I am currently doing performance benchmarking of Aerospike database in VM environment.
Following is the setup->
- Storage-engine - In-memory
- Cluster size - 2 Node Heartbeat type -
- Multicast (tried Mesh as well)
-
of network interfaces - 2 * 1 Gbps (1 for client-server and another for cluster)
- Other config details - service-threads and transaction-queues parameter matches # of vCPUs available.
- Client - Aerospike benchmark utility. Tried with varying number of threads starting from 20 up to 700. Data size - String of length 100 and 500. (Tried up to 3 clients with 4 vCPUs each)
- Operation - 100 % Write
I am running performing tests on Openstack public cloud. Following is our observation →
No of vCPUs / TPS / Server Side CPU utilization (%)
- 2 / 22-23k / 180
- 4 / 28-29k / 245
- 8 / 60-62k / 520
Neither the client vCPU nor the network were the bottleneck.

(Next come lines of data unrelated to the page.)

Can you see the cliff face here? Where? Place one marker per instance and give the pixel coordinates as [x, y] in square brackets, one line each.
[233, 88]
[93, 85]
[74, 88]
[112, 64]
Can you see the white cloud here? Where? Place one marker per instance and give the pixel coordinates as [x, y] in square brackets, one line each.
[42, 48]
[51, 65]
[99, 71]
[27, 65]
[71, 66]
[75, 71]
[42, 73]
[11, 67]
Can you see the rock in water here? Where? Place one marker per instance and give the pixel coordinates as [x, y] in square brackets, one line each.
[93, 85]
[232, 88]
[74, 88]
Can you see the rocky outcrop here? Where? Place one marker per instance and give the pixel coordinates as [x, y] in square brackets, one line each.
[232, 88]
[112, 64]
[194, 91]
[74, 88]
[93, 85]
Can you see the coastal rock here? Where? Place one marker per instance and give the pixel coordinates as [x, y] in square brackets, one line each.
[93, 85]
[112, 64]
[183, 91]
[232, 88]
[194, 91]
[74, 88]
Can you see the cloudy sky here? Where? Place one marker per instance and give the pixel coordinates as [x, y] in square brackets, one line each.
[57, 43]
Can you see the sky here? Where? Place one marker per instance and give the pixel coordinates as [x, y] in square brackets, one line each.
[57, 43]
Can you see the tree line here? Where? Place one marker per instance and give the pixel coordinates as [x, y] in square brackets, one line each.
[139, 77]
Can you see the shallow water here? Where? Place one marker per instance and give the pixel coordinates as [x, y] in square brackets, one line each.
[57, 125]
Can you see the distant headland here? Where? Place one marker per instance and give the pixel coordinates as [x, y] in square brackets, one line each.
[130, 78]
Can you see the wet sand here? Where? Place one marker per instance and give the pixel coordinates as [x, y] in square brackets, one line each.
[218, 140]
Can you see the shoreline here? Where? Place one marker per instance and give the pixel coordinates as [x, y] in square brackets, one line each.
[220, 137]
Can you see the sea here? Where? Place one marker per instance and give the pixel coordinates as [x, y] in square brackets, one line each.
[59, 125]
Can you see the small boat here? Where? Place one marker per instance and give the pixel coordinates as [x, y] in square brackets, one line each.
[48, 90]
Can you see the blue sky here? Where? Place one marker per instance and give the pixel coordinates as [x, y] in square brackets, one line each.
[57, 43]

Also tried the similar setup in my local lab, where results were similar. In my local setup, I even tried with separating out CPU for network I/O and Aerospike using the smp_affinity setting and taskset, there was no change in the observation.
Questions -
- Apart from “service-threads” and “transaction-queues” is there any other config parameter that needs to be tweaked?
- What could be the other reasons for not able to max out the CPU for higher number of vCPUs ?